Denmark is launching a tailored and targeted drive for 15 to 17 year-olds to get them into education or work. The Danish government plans to spend 1.25 billion Kroner (€170 million) over three years to see the plan through. But the Danish Confederation of Trade Unions says a threat to cut youth benefits is a slap in the face of the weakest families.
A majority of young Danes leaving compulsory education plan to enter higher education. Yet each year some 10,000 never get started or leave before they graduate. That’s why the government has presented 25 initiatives targeting young people, to boost their employment and education levels.

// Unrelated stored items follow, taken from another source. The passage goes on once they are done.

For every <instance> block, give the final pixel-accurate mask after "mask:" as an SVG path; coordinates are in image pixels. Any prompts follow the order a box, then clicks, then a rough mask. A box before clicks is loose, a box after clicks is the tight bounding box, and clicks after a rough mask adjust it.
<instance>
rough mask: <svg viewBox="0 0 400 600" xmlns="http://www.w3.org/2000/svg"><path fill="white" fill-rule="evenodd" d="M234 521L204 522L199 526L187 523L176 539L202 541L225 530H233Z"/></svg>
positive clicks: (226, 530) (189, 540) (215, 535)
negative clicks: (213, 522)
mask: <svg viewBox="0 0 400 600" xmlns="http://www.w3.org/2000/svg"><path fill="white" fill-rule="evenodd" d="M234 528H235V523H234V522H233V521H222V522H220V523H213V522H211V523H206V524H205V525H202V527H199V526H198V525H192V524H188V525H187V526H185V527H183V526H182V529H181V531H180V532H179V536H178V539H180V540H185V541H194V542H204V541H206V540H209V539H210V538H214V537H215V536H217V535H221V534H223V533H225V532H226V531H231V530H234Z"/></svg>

In his presentation of the youth plan, the Minister for Education, Bertel Haarder, said: “If we don’t target the passive young, we nurture future benefit dependency and future criminals, including gang members. Work, travel, apprenticeships or higher education can all help people mature, helping especially those who are fed up with school to return to education”.
The plan will strengthen youth education information offices, found in each of Denmark’s municipalities. These offices start targeting youth in their final years of secondary school. Aside from high school education, other areas to be looked at include employment, apprenticeships, folk high schools (adult education which does not grand academic degrees) or voluntary work. Municipal job centres will play a more active role in reaching young people tired with school. They might offer mentors, and there will be coaches watching out for them and intervening if they start loosing interest in their education or work.
Local Government Denmark (LGD), the municipalities’ main interest organisation, agrees there is a need to create a more permanent and targeted approach to reach some young people.
“But the solution doesn’t only rest with municipalities. Because one of the main problems with youth and education is the lack of apprenticeships. That’s why we also need to see the private sector living up to their responsibilities,” says Erik Nielsen, head of LGD’s labour market and business group.
All young people agree on a curriculum in cooperation with coaches, the young person themselves and parents. If they don’t stick to it, it could cost the family dearly. Parents risk loosing child support, which is being renamed youth benefit. Today the tax free benefit stands at 2.558 kroner (€340) every quarter.
The threat of removing the youth benefit has angered the Danish Confederation of Trade Unions and the Danish Association of Social Workers. They fear there is a great risk this will hit families with weak economies and low education levels the hardest.
“The proposal is a slap in the face for many poor families. It is amazingly naïve to believe that by threatening to take people’s benefits away they will somehow find the resources to motivate their children to get an education or a job,” says Ejner Holst, Secretary for the Danish Confederation of Trade Unions.
The youth plan comes in the wake of a range of government initiatives published in September. It then allocated 1 billion Kroner (€1.3 million) to create 5,000 new apprenticeships within vocational training as one of several measures aimed at fighting unemployment and helping 18 to 30 year-olds into education or work.
Denmark’s government wants to increase its effort to get all young people into education and work, and to prevent a further increase in youth unemployment. As a result it has presented two so-called youth plans within one month.